Preston suggested an empty wharf deep inside the small port and big enough for the Cutter to side up to it. Marie, the most experienced person on the bridge, took over and slowly maneuvered the ship towards its new berth. Mo, Beatrice and Preston jumped out to handle lines and the ship was tied up tightly. Large black tires kept the ship from touching the thick wooden decking, and Marie closed down the small engine.

Preston looked around. There was no one to be seen until he noticed movement a few hundred feet along the wharf, and a single old man with a scraggly beard appeared. Preston beckoned him to come forward.

Carefully the old man walked towards the ship and seemed to feel better when he saw that a couple of the crew were female.

“You can’t tie up there, that’s a private dock. Belongs to a fellow from Charlotte,” stated the man.

“When was the fellow last here?” Preston asked the man.

“About a year back,” the man replied. “He is sailing the Indian Ocean and is expected back sometime this year.

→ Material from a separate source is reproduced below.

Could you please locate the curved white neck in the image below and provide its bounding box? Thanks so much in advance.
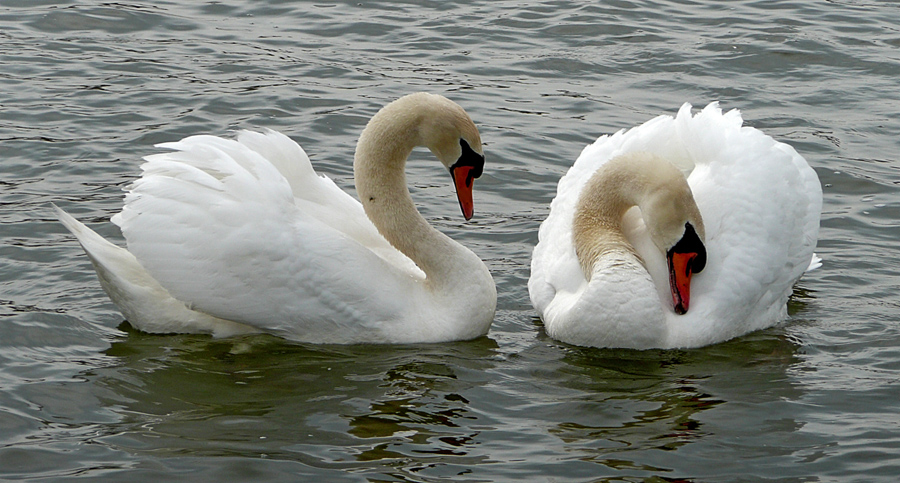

He’s a navy admiral and is in charge of one of our big navy fleets. He was supposed to be somewhere in the Indian Ocean aboard an aircraft carrier. That’s his house, the second one in the converted warehouse right next to where you are standing.”

Preston looked at the building. He could see that improvements had turned the building into nice accommodations on the second floor about ten feet above where he was standing.